Homemade Pumpkin Pie

Amanda here. Pumpkin pie is one of my favorites and I plan to bake and eat them all Fall, while pie pumpkin supplies last. We’re currently sourcing organic pie pumpkins from Shenandoah Valley Family Farms. This recipe is simple and so delicious, especially when you use high quality local ingredients.

Start by baking your pie pumpkin (just one is enough for one pie). Cut in half, remove seeds, poke holes in outer skin with fork, and place face down on a baking sheet. Bake at about 375 for 30 min or so. Check the tenderness periodically, as the flesh may cook faster or slower depending on the thickness. You want it pretty soft, as you will puree it with an immersion blender later.

Once that is in the oven, make your dough:

Pie Crust
1 cup flour (Deep Roots “silver” pastry or all purpose)
1 stick (1/2 cup) cold butter, cubed (I used salted)
a little COLD water to drizzle

Mix flour and butter cubes well by hand or with a food processor until texture resembles wet sand. Drizzle just a bit of cold water into mix and form into dough ball.

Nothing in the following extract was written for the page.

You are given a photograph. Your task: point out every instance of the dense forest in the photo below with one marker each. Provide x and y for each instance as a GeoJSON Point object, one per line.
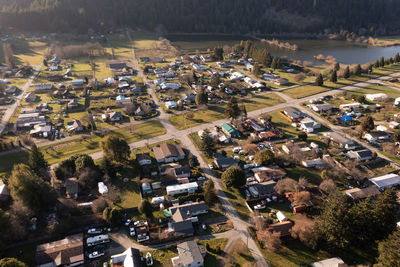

Add a tiny but more water if it’s too dry. It should be the consistency of play dough, not too sticky.

Wrap in plastic wrap and place in the refrigerator while your pumpkin cooks.

Blind Bake Crust
The pumpkin will need to cool down before you puree it, so use that time to roll out and blind bake the crust.
Put your rolled out pie dough into your 9” pie dish. Put parchment paper on top and weight it down with pie weights/rice/beans. Bake at 425 for only about 7-10 min. Pull it out right as you start to see some gold/brown color on the edge of the crust.

Mix your pie filling while it cools a bit.

Pumpkin Pie Filling Ingredients
2 c pureed pie pumpkin
1 1/3 cups heavy cream (local Mt Crawford cream)
3 eggs, beaten
3/4 c brown sugar
1 tsp cinnamon
1/2 tsp salt
1/2 tsp ground ginger
1/4 tsp nutmeg
1/8 tsp ground cloves

Once the pumpkin has cooled enough to handle, scrap out the soft flesh into a bowl. You only need two cups for the pie filling — pack it well into your measuring cup and you can reserve the rest if you end up needing more (or add it to soup like this one). Mix the pumpkin with the cream and blender with an immersion blender. Add all other ingredients and mix well. Pour filling into your pie crust. I baked it at 350 for about 45 min. Stick a knife in the middle to check for doneness — the knife should come out clean.

This pie turned out so well for me, and I plan to make it again and again. It’s not too sweet and it tasted so fresh. The good, local ingredients really matter!